Upgrade from “single computing” to “Full scene Intelligent computing”
- Real-time data lake
Real-time data into the lake, real-time updates at the minute level
- One lake storehouse
Open up lake and warehouse, enhance enterprise data business capacity, a data intelligent flow
- Data science
From BI to AI scenarios, support for deep learning and heterogeneous computing frameworks
- Computing engine multivariate ecology
Support Databricks, Cloudera and other diversified computing and analysis capabilities
How to better real-time data lake? Real-time data lake functionality through open source components like Hudi. How to better align the needs of data science? For example, in the field of AI, we often use some python and programming-based development experience that data scientists like. How to combine it with the underlying data lake storage and management system? How do we integrate very mature enterprise ecosystem products like Databricks and Cloudera with our underlying data lake? These are some of the enterprise-level capabilities that we’ve been building over the last year or making it easier for our developers and engineers to use the data Lake. How to do storage? How to do management? How do you do more diverse calculations? These are the core points of the development of the data lake to the 3.0 stage.
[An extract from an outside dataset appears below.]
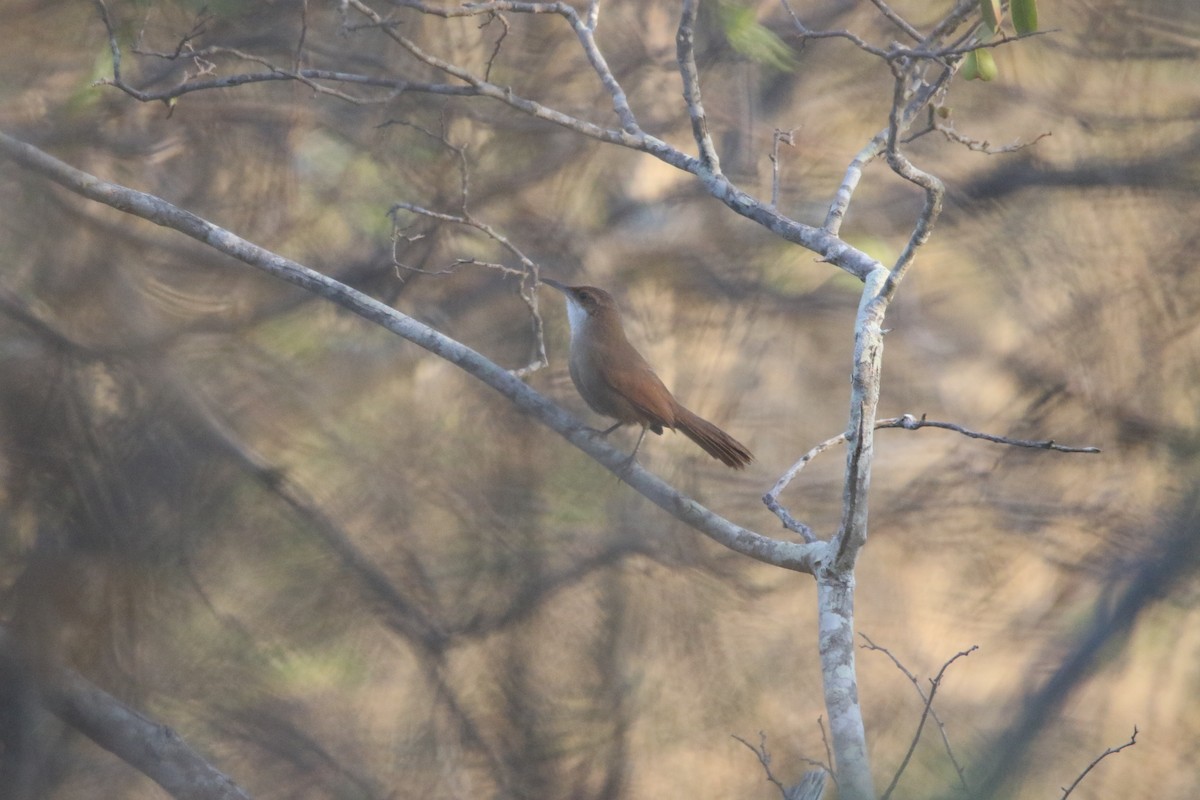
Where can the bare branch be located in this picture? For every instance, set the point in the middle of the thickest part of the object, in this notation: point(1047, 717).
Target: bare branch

Thousands of enterprises and Ali Cloud to open data lake 3.0 best practices
- 6000+ data lake customers
- Eb-level data lake capacity
- Minute-level data will enter the lake in real time
- TB but data lake throughput
On Aliyun, there are many enterprises using the data lake. It uses a very large amount of storage and a very diverse set of computations. In the process of use, such a product is polished together. Since the beginning of 19 years ago, the continuous iteration of data Lake cannot be separated from the trust of partners. Thank you.
The original link
This article is the original content of Aliyun and shall not be reproduced without permission.